Norman A. Bishop earned a BS in Botany at the University of Denver (1954), served 4 years as a naval aviator, then took Forest Recreation and Wildlife Management courses (1958-61) at Colorado State University.

He was a national park ranger for 36 years, at Rocky Mountain NP 1960-62, Death Valley 1962-64, Yosemite 1964-66, Mount Rainier 1966-72, Southeast Regional Office 1972-1980, and Yellowstone from 1980 to 1997.  He was a reviewer and compiler of 1990 and 1992 “Wolves for Yellowstone?” and the 1994 EIS, The Reintroduction of Gray Wolves to Yellowstone National Park and Central Idaho,  and was the principal interpreter of wolves and their restoration at Yellowstone National Park from 1985 until 1997, giving more than 400 talks, and responding by mail to thousands of requests for wolf information. He led about fifty field courses on wolves for theYellowstone Association Institute from 1999 to 2005.
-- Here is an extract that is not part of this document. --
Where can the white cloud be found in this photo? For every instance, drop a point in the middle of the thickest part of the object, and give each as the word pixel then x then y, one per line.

He retired to Bozeman, Montana, in 1997, and still lives there.

For his educational work on wolves, he received an NPS special Achievement Award in 1991, and a USDI honor award for meritorious service in 1997. He also received  the National Parks and Conservation Association’s 1988 Stephen T. Mather Award,  the Greater Yellowstone Coalition’s 1991 Stewardship Award, the Wolf Education and Research Center’s 1997 Alpha Award, and the International Wolf Center’s 2015 “Who Speaks for Wolf?” Award.

For several years, he volunteered as the greater Yellowstone region field representative for the International Wolf Center (Ely, MN).  He has written a number of articles and book reviews for International Wolf magazine.  He served on the board of the Wolf Recovery Foundation (Pocatello, ID).    He is on the advisory board of Living with Wolves (Ketchum, ID) and Bold Visions. He served several terms on the  Montana Fish, Wildlife and Parks’ Region 3 Citizens’ Advisory Committee.

Since 2013, Norm has been a member of the Colorado Wolf Science Team, providing background on wolf recovery in Yellowstone for the Rocky Mountain Wolf Project, a group that placed Proposition 114 on the 2020 ballot to restore wolves to Colorado, and for the Colorado Wolf Coalition.  He is also on the board of the Southwest Colorado Wolf Cooperative.